Find Your Next Hotspot

Before We Find that Hotspot

I used to get frustrated when anglers would not share fishing spots with me. They would say, “put in the time, you will figure it out and where to go” and to tell you the truth, they were partially right. I did figure it all out, but it was a tedious and painful learning process that continues today. I ask myself the question, "How am I going to promote conservation of resources and the sport of fly fishing if I am not willing to share my knowledge with others?" Maybe it is a good idea not to give away your super hotspots but educating others about how to find them is a must if fly fishing is going to thrive long into the future. I just think how bored my kids get when we are not catching fish and how discouraging that can be to new fly fishing anglers. With that said, I am going to share a little bit about how I find mine and hopefully by the end of this article you will be equipped to find hotspots of your own. Before we can dive into how to find hot spots, you first must familiarize yourself with the current State and Federal Laws in the areas you intend to fish. I fish mostly in Northern Illinois and Southern Wisconsin. The laws and regulations for each state differ from one another greatly. In Wisconsin any navigable water is public and can be fished, floated, or walked as long as you “keep your feet wet.”

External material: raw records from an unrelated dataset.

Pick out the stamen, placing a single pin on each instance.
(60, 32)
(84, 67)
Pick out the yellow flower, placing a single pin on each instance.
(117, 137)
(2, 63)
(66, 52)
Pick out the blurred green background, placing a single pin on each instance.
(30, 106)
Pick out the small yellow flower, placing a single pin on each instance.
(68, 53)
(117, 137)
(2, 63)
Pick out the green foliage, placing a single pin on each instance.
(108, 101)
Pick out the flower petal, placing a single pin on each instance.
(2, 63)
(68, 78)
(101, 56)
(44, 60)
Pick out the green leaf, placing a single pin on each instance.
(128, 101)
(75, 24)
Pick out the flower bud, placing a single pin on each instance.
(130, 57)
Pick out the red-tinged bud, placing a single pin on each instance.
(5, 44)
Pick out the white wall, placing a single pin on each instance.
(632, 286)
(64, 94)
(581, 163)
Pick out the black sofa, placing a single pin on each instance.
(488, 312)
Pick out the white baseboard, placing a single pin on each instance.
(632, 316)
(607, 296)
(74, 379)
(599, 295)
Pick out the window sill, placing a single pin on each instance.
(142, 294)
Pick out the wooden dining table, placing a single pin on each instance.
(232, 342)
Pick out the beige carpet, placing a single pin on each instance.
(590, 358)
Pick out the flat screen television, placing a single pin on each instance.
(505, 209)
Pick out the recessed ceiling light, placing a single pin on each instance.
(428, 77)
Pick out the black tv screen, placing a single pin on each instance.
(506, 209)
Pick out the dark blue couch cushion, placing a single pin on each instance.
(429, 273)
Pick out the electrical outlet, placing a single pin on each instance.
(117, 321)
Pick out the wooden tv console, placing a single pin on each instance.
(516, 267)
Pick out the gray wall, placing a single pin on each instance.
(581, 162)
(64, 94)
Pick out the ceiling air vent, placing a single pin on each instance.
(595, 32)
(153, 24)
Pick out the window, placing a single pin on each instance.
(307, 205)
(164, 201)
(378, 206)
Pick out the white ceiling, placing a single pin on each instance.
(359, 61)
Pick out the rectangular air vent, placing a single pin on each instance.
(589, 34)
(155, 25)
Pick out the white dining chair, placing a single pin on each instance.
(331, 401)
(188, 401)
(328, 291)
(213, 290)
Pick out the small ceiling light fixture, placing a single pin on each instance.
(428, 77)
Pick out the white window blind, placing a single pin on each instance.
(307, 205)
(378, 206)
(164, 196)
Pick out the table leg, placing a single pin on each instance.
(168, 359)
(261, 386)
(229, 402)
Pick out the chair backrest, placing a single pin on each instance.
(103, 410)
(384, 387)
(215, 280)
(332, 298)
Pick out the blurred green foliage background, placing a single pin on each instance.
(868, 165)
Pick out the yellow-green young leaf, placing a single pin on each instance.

"In Muench v. Public Service Commission; the Wisconsin Supreme Court said “it is no longer necessary in determining navigability of streams to establish a past history of floating logs, or other use of commercial transportation, because any stream is “navigable in fact” which is capable of floating any boat, skiff, or canoe, of the shallowest draft used for recreational purposes.”

For more information about stream and river access in Wisconsin please take a look Public Access Fact Sheet. Now, Illinois is much more stringent and sides more with the landowners. To wade the body of water, it must be “Commercially Navigable”. As a general rule, the body of water must be on the Public Waters List. I would say almost all of the small creeks and rivers are private property including the Kishwaukee River. Many people believe that as long as you are floating the landowners cannot bother you but as soon as you step foot on the ground beneath the water you are trespassing. I am not really sure this is true, but many people float the Kishwaukee and I believe there were a couple of court cases to support the idea that the water is public. You can access many small streams and creeks through state and county forest preserves and parks which does open a little bit more of the water for fishing. Another option is to get permission from the landowner.

Now that all of the laws and regulations are out of the way, it is time to find a hotspot. There are several tools I use to find promising waters. One of the most important tools is GOOGLE maps. Google maps has 3 different views that I utilize. First, I use the map view to identify public land that borders the body of water I would like to fish. For instance, most of the Kishwaukee River runs through public land and more specifically County Forest Preserves.

Kishwaukee River Map

Now that public land access has been identified, it is time to use the satellite view. The satellite view allows me to see the physical characteristics of the river itself. Sometimes I spend hours just following the river in satellite view looking for ideal fishing locations. Knowing what makes a good fishing spot is important. Be on the lookout for riffles, runs and pools, boulders and rock shelves and cliffs.

Satellite View of a Hot Spot

Once you find these characteristics on publicly accessible water you will need to find access. This is where the street view comes into play. The street view can help you find canoe launches that are not well known. Look for bridges near where you are looking to launch and use the street view to get an idea if you can launch or not. Don't forget that you can use street view any where a bridge crosses a body of water to get another look to see if the water looks promising.

Street View of a Hot Spot

Transpose your findings to your favorite atlas/physical map and you are ready to explore. I typically dedicate a whole day to exploration of new waters. You can also use Google Maps for this. Place markers on the map at the various points and use the get directions tool. Once you have your day planned out, go fish! Don't be discouraged if you don't catch anything your first time out. If the water looks promising, keep it marked to visit another day.